The next stop on Ashbery’s gradual escape from the hinterlands was boarding school at the elite Deerfield Academy in western Massachusetts, which he was able to attend thanks to the benevolence of a neighbor who saw great promise in the young prodigy. At Deerfield, he continued to feel like an outsider, but also began to write in earnest and to read deeply in modernist poets like Auden, Gertrude Stein and Marianne Moore. His liberation only accelerated at Harvard, where he met two friends who would change the course of his career, Kenneth Koch and Frank O’Hara. Soon after graduating, the three would gather in Manhattan to form the nucleus of the New York School of poets, which has come to be viewed as one of the most prominent and influential movements in the history of American poetry.
Reading the later chapters, one can’t help cheering as the lonely, odd kid from the sticks finally finds himself at the center of the exciting literary and art world of postwar New York — a cosmopolitan, sexually open milieu, buzzing with painters and poets, playwrights and musicians, who all drink profusely, sleep with one another, collaborate and argue about art and ideas. When we last see him, Ashbery is poised at a crossroads, his apprenticeship complete and the future cresting like a wave about to break. It’s heartening to know there is so much — happy years in Paris, enduring love, sharp losses of parents and best friends, enormous success and recognition, much of his best writing — still to come.
“The Songs We Know Best” offers up a feast of new details, documents and colorful anecdotes that will be foundational for any future understanding of Ashbery. It seems less interested in, and less successful at, analyzing how all these formative experiences give rise to the specific features of Ashbery’s notoriously difficult and idiosyncratic work.
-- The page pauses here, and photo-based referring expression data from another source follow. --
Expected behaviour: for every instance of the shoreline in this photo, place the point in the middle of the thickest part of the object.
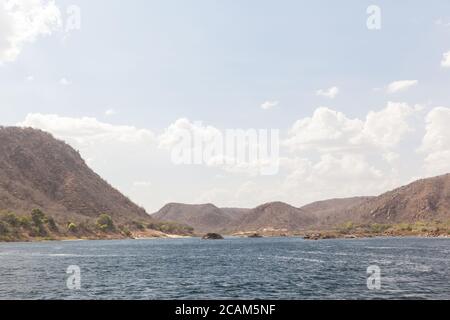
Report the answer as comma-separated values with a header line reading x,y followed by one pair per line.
x,y
176,237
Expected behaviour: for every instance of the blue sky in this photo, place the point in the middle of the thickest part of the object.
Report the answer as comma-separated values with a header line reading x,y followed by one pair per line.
x,y
153,62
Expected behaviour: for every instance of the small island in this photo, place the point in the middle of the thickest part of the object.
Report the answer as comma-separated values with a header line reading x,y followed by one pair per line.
x,y
212,236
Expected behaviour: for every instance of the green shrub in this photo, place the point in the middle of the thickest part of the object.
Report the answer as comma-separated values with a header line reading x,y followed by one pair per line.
x,y
25,222
52,224
38,217
125,231
138,225
105,223
3,228
11,219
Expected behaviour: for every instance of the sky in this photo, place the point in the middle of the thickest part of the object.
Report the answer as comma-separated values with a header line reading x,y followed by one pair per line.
x,y
357,90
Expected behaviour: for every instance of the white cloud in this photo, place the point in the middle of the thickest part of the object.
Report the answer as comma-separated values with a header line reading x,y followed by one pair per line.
x,y
232,150
22,22
329,93
269,105
446,60
64,82
436,142
328,130
110,112
442,22
401,85
142,184
86,130
386,128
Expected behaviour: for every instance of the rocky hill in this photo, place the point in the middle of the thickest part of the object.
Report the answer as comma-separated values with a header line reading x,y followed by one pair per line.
x,y
40,172
426,200
203,217
422,200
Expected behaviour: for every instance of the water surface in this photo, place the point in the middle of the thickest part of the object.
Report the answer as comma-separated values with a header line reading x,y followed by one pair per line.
x,y
234,268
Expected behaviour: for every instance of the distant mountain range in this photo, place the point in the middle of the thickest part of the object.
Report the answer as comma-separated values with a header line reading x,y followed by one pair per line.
x,y
38,171
423,200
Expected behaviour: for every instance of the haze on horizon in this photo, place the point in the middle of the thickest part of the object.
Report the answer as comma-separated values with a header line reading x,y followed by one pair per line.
x,y
359,111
Can we attribute Ashbery’s distinctive style and philosophy of life to the “early lessons” of his youthful experiences, to the need to conceal his sexual identity in a homophobic culture, to the books he read and ideas he encountered as he grew up? Can we ever locate the roots of a self, of a poet’s mind and words, in the far-off land of childhood?
Surely Ashbery himself would not be surprised that this biography doesn’t solve the riddle of how his youth shaped his identity and his writing. After all, gnawing on that puzzle is the purpose of the poetry itself. As he wrote in his 40s, “Our question of a place of origin hangs / Like smoke.” That question will presumably loom forever, hazy and unresolved, as it does for all of us. But at least, thanks to this invaluable book, we now have a much clearer and more tangible sense of Ashbery himself and of his origins.
Andrew Epstein, a professor of English at Florida State University, is the author of “Attention Equals Life: The Pursuit of the Everyday in Contemporary Poetry and Culture.”